The Pike Circuit Court granted the motion to dismiss, finding Kailei was estopped from bringing the action because she had signed the affidavit naming Nathan as her child’s legal father. The court further noted Rodgers had not filed a petition to establish paternity.
But a divided panel of the Indiana Court of Appeals reversed that decision Wednesday, with Judge Patricia Riley writing for the majority that Nathan was not entitled to judgment as a matter of law. Noting the “irregular” paternity proceedings created “instability and confusion” in the child’s life, the majority nevertheless determined there was a material question as to whether Rodgers provided support for the child.
Riley pointed to testimony that Rodgers had been living with Kailei for eight months before the paternity hearing and providing financial support to the child during that time.
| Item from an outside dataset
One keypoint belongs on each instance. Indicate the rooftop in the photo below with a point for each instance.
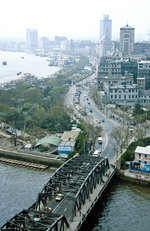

If that were true, then he and the mother could file a petition to establish Rodgers’ paternity more than two years after the child’s birth pursuant to Indiana Code section 31-14-5-3.
The majority joined by Judge Elaine Brown remanded the case for further proceedings, but Judge John Baker dissented based on I.C. 16-37-2-2.1(1). That statute holds that when a paternity affidavit has been executed, it cannot be rescinded short of fraud, duress, mistake or test results excluding the man in question as the father.
None of those factors were present in this case, Baker said, so I.C. 31-14-5-3 should not apply.
“To say that judicial action can trump a valid paternity affidavit even if the parties have not complied with Indiana Code section 16-37-2-2.1 is to render that statute meaningless, which is a result that should be avoided,” he said.
The case is In Re: The Paternity of I.I.P.: Kailei L. Poteet v. Justin Rodgers and Nathan T. Poteet, 63A01-1706-JP-1265.